Kegiatan akan dimulai, ketika orang-orang yang datang membantu itu selesai makan menanyakan kepada pemilik ladang, apakah menuai sudah bisa dilakukan. Sebagai bentuk kepatutan, pemilik ladang tidak boleh meminta apalagi memerintah orang-orang yang datang untuk mulai menuai, dia harus menunggu sampai orang-orang yang datang berbasa-basi untuk menanyakan kapan atau menyatakan untuk memulai penuaian.

Penuaian akan dilakukan pertama kali dilakukan oleh pemilik ladang. Setelah menyampaikan pamit kepada Dang Se'ei dan padi, dia memasuki petak ladang. Pemilik ladang akam mengetam sebanyak 5 tangkai padi dahulu, sebelum orang-orang lain turun membantu.

Di dalam petak, orang-orang yang menuai ini harus selalu dalam kelompok satu barisan. Menjadi larangan menuai padi terpisah-pisah dalam satu petak ladang. Tidak juga diperbolehkan menuai ke bagian lain, jika satu bagian dalam petak belum usai dituai semua. 

Ada dua cara menuai padi, pertama berbaris lurus dari tepi petak ladang menuju ke arah pondok. Cara ini dilakukan jika para menuai jumlahnya banyak. Cara kedua berbaris setengah lingkaran dari tepi ladang menuju ke tengah petak ladang. Cara kedua ini dilakukan jika petak ladang cukup luas.

Baik cara pertama, maupun dari kedua, saat tiba di tengah petak, tidak boleh menuai padi yang sanggul. Padi ini hanya boleh dituai oleh pemilik ladang, dan menjadi padi terakhir yang dituai. 

Bagaimana jika petak ladang cukup luas?

Orang-orang yang membantu menuai biasanya hanya sekali saja. Ada juga yang membantu itu pulang lebih dulu, karena ada kepentingan lain. Kalau kegiatan penuaian harus dilanjutkan keesokan hari, maka yang menuai biasanya dilakukan oleh pemilik ladang sendiri dibantu oleh-orang yang sengaja diupah untuk keperluan tersebut, atau orang-orang yang sengaja datang untuk mengambil upahan. 

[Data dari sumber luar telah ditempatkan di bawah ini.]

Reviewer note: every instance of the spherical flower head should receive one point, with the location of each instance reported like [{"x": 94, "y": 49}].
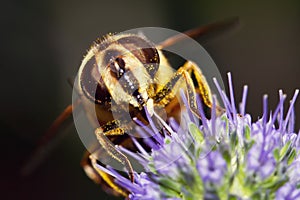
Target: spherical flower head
[{"x": 226, "y": 156}]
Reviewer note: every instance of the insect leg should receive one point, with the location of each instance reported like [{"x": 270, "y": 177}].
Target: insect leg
[
  {"x": 168, "y": 92},
  {"x": 88, "y": 163},
  {"x": 113, "y": 128}
]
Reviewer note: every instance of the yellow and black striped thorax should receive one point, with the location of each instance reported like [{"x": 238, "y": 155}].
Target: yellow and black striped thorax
[{"x": 120, "y": 67}]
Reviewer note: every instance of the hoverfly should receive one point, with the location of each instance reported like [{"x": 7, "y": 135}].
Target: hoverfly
[{"x": 130, "y": 69}]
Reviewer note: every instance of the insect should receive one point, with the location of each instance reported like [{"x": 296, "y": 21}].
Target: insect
[{"x": 133, "y": 74}]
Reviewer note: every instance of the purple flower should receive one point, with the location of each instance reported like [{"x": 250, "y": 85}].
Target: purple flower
[{"x": 227, "y": 156}]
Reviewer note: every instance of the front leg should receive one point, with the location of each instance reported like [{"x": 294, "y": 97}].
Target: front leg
[
  {"x": 88, "y": 163},
  {"x": 109, "y": 129}
]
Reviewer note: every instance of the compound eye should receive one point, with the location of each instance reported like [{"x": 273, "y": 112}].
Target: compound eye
[{"x": 117, "y": 68}]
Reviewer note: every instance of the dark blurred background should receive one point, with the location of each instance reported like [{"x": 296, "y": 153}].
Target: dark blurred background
[{"x": 43, "y": 43}]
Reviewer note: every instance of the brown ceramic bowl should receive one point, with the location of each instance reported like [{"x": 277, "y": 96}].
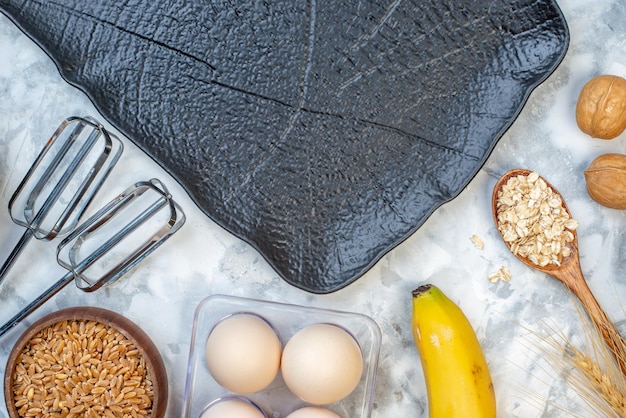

Pantangan-Pantangan Saat Menuai

Membelakangi pondok
Menuai padi tidak boleh dilakukan dari arah pondok, sebaliknya harus dilakukan dari arah berseberangan petak ladang menuju ke arah pondok. Ini dapat dimaknai, hasil tuaian tidak diangkut mundur, namun dibawa maju ke arah pondok, semua rezeki yang telah keluar, dengan menuai ke arah pondok, maka rezeki-rezeki bersama padi itu akan digiring kembali kepada pemilik ladang.

Berbicara dengan suara keras
Hari tuai adalah hari perpisahan antara padi dengan batang petak ladang. Manusia harus menghormati suasana duka padi ini, karena itu para penuai harus menjaga suaranya, baik berbicara maupun memanggil tidak dengan suara keras.

Bersiul
Babi hutan merupakan musuh padi, dari mulai penanaman hingga pada penuaiannya. Bersiul di tengah petak ladang dipercayai sebagai panggilan bagi babi hutan itu, karena itu menjadi pantangan untuk dilakukan oleh orang-orang yang sedang menuai. 

Menunjuk dengan telunjuk
Telunjuk mengacung adalah posisi jari telunjuk sebelum menjepit padi sebelum dipotong dengan ketam (ani-ani). Posisi jari telunjuk teracung itu menjadi pantangan saat menuai untuk menunjuk apa pun. Jika memang harus menunjuk, saat di dalam petak ladang dilakukan dengan gerakan isyarat bibir, muka atau dengan gerakan lengan.

Menolak orang yang meminta ikut menulai
Menuai padi adalah kegiatan sosial, maka pelaksanaannya pun dilakukan dengan cara gotong royong. Orang-orang yang hadir untuk membantu menuai tidak mengharapkan bayaran, selain sarapan atau makan yang disajikan tuan rumah. Hal ini terjadi, karena orang-orang itu pun sebagian besar juga memiliki ladang. 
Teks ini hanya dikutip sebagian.